Run the evolutionary algorithm under the given constraints.

Parameters:

root : str, optional: The directory in which to write all generations to file. If None, nothing is written to file. Instead, every generation is kept in memory and is returned at the end. If writing to file, one generation is held in memory at a time and everything is returned upon termination as a tuple containing dask objects.
random_state : int or np.ran.RandomState, optional: The random seed or state for a particular run of the algorithm. If None, the default PRNG is used.
processes : int, optional: The number of parallel processes to use when calculating the population fitness. If None then a single-thread scheduler is used.
fitness_kwargs : dict, optional: Any additional parameters for the fitness function should be placed here.
stop_kwargs : dict, optional: Any additional parameters for the stop method should be placed here.
dwindle_kwargs : dict, optional: Any additional parameters for the dwindle method should be placed here.

Returns:

pop_history : list: Every individual in each generation as a nested list of Individual instances.
fit_history : pd.DataFrame or dask.dataframe.DataFrame: Every individual’s fitness in each generation.

stop(**kwargs)[source]¶: A placeholder for a function which acts as a stopping condition on the EA.

class edo.Family(distribution, max_subtypes=None)[source]¶

Bases: object

A class for handling all concurrent subtypes of a distribution class. A subtype is an independent copy of the distribution class allowing more of the search space to be explored.

Parameters:

distribution : edo.distributions.Distribution: The distribution class to keep track of. Must be of the same form as those in edo.distributions.
max_subtypes : int: The maximum number of subtypes in the family that are currently being used in a run of the EA. There is no limit by default.

Attributes:

name : str: The name of the family’s distribution followed by Family.
subtype_id : int: A counter that increments when new subtypes are created. Used as an identifier for a given subtype.
subtypes : dict: A dictionary that maps subtype identifiers to their corresponding subtype. This gets updated during a run to those that are currently being used in the population.
all_subtypes : dict: A dictionary of all subtypes that have been created in the family.
random_state : np.random.RandomState: The PRNG associated with this family to be used for the sampling and creation of subtypes.

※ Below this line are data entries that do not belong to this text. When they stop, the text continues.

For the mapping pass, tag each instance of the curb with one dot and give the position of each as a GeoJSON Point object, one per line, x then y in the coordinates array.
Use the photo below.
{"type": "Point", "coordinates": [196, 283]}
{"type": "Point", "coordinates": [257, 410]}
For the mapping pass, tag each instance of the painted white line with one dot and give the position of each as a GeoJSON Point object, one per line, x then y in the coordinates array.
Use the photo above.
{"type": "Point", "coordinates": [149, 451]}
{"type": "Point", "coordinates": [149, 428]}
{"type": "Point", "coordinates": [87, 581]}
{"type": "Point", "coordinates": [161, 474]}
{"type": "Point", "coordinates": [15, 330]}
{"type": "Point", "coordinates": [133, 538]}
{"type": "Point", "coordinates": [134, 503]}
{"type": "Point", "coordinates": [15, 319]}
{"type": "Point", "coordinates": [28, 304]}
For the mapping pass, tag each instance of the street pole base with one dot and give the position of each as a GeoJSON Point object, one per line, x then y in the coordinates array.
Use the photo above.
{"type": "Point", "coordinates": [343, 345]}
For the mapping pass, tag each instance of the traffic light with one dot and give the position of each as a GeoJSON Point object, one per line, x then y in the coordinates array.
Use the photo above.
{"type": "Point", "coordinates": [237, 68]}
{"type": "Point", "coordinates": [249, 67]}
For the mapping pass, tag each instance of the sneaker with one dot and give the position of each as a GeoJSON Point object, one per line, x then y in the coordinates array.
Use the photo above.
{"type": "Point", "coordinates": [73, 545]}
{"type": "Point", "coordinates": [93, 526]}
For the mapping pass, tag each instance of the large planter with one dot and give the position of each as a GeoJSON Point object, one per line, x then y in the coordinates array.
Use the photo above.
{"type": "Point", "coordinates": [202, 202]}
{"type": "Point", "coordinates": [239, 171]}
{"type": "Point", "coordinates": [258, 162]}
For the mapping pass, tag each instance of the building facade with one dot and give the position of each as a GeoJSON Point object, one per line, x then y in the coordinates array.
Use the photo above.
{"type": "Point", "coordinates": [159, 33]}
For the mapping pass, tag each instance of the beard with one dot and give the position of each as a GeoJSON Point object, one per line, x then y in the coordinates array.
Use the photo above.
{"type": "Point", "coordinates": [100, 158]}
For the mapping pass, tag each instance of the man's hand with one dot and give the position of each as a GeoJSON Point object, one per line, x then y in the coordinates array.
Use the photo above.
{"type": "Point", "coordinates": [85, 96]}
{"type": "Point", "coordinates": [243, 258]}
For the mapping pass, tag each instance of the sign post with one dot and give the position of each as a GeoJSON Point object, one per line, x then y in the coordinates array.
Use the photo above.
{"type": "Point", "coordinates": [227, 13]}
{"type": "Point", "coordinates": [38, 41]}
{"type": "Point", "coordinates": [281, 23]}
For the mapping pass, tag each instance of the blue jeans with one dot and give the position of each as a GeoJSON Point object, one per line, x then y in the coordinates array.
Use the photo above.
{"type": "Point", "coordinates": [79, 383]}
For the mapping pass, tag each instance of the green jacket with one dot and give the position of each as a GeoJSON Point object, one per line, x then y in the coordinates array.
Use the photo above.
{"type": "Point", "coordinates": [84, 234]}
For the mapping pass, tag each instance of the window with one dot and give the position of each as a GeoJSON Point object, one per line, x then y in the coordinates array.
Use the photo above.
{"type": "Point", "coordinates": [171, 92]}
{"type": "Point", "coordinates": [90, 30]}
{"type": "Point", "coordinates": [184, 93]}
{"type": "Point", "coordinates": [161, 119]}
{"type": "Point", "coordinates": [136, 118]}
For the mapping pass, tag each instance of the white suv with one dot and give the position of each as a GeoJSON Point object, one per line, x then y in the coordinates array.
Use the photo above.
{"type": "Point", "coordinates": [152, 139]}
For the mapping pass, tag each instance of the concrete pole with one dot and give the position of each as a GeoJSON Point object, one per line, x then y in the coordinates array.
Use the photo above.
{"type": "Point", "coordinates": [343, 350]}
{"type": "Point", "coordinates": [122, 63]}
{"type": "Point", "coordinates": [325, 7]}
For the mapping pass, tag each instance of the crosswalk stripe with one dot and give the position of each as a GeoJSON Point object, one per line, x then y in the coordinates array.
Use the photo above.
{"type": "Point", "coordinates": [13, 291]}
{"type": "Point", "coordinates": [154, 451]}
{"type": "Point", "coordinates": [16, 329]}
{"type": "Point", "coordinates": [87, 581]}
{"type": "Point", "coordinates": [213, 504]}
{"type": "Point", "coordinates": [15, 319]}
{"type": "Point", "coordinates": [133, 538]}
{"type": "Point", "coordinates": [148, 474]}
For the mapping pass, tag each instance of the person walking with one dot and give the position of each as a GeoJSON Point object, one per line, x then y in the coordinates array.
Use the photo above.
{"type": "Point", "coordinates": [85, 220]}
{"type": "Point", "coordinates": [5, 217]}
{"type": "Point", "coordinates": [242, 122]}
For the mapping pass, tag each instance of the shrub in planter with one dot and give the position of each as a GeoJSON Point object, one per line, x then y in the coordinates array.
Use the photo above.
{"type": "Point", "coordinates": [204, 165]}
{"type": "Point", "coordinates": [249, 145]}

add_subtype(subtype_name=None, attributes=None)[source]¶: Create a copy of the distribution class that is identical and independent of the original.

classmethod load(distribution, root='.edocache')[source]¶: Load in any existing cached subtype dictionaries for distribution and restore the subtype along with the family’s random state.

make_instance(random_state)[source]¶: Select an existing subtype at random – or create a new one if there is space available – and return an instance of that subtype.

reset(root=None)[source]¶: Reset the family to have no subtypes and the default numpy PRNG. If root is passed then any cached information about the family is deleted.

save(root='.edocache')[source]¶: Save the current subtypes in the family and the family’s random state in the root directory.